READING Borough Council struggles with compliance regarding Freedom of Information requests as it continues to tackle underperformance.
A recent Audit and Governance meeting saw the council’s performance on the requests described as “disappointing.”
A complaint was upheld against the council in 2019, when an internal audit maintained that the council had not met the necessary level of timely responses.
The Information Commission Office sets a target of 95% of requests to be responded to within 20 working days, though it is a legal obligation that all should receive such a response.
Michael Graham, assistant director of legal and democratic services at the council, said the figures for the first quarter of 2022 are “disappointingly and stubbornly low.”
He also said that while reported figures of 58% overall compliance were found to be inaccurate, the actual figure of 63% was “still rubbish.”
He explained that colleagues in charge of auditing the council’s FOI performance recommended an action plan.
This has been signed off by the Corporate Management Team, and is “already underway.”
Mr Graham said: “We are communicating with all services across all parts of the council directly, and colleagues are picking up any issues and concerns about how the [Freedom of Information] policy is operated.”
“They are bringing with them the new, improved policy and procedure.”
“We also have a comms plan in place, which is about publishing and keeping FOI compliance high up on the agenda for staff internally.”
Mr Graham explained that the council also had a new reporting mechanism that would keep assistant directors at the council informed of under-performance in given areas of service.
He said that this would help with targets, which would now include aims to reach acceptable levels of FOI compliance, as would their annual governance statements.
“We propose to be coming back to January’s committee to give an update.”
Cllr Clarence Mitchell said that while he “appreciates the difficulty in getting on top of this,” there was a particular shortfall with regards to requests to children’s services.
“For Brighter Futures for Children particularly, they’ve only had 32 requests so far, compared to 38 last year,” Cllr Mitchell said.
“And yet the backlog has nearly doubled… I’d like to hear some reassurance that that particular aspect is going to be focused on as a priority.”
Mr Graham said that the request cases presented to BFfC were “probably the most difficult,” due to their sensitive and often historical nature, requiring physical documentation and manual redaction.”
He explained that new machine learning systems would be among the methods used to make the process cheaper and faster with redaction and processing.
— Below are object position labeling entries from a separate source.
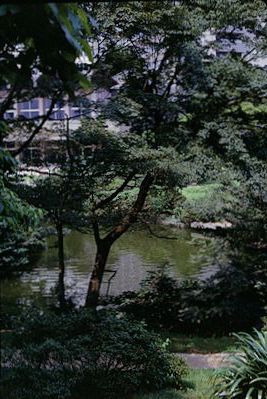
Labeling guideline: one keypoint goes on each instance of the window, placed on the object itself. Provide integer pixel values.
(9, 115)
(58, 111)
(75, 112)
(29, 109)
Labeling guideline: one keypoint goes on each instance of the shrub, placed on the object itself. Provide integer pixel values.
(247, 376)
(233, 299)
(80, 354)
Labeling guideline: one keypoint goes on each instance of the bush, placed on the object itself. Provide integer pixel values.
(84, 355)
(247, 376)
(233, 299)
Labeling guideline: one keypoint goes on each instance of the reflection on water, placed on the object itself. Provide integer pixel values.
(131, 257)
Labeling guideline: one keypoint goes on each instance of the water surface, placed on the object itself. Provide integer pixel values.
(132, 257)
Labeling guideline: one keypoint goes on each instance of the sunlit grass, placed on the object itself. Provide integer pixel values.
(202, 381)
(196, 344)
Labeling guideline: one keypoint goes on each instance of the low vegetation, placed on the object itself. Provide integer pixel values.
(247, 375)
(70, 355)
(233, 299)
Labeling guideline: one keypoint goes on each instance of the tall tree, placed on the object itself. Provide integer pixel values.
(172, 90)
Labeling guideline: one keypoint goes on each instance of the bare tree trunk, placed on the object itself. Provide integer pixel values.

“We’re very hopeful that we will be able to make some serious inroads as soon as we can get that software implemented.”
When challenged on what he felt the cause of the problems with FOI requests were, Cllr Graham said: “FOIs… are perhaps viewed as something else [colleagues] have got to do, with a deadline.
“Going back to the 2019 report, all of the management actions have been done… all the tangible things we’ve done haven’t made any impact.
“That’s why the action plan for the autumn is about engagement with the teams to see how far our communications are hitting home.
“We are building up a better picture of the responders in our departments.”
He said that the council was also encouraging the identification of which data sources it could publish as part of its normal operation that would pre-empt requests, “so they can avoid FOIs altogether.”
He concluded that analysis tools had “led us to the thought that we haven’t really got anything systematic or structural wrong.
“It is probably around the culture and communication, and that’s where we’ve focused.”
The meeting’s chair, Cllr Josh Williams, said that updates were expected to be seen in the next Audit and Governance meeting, currently set for January.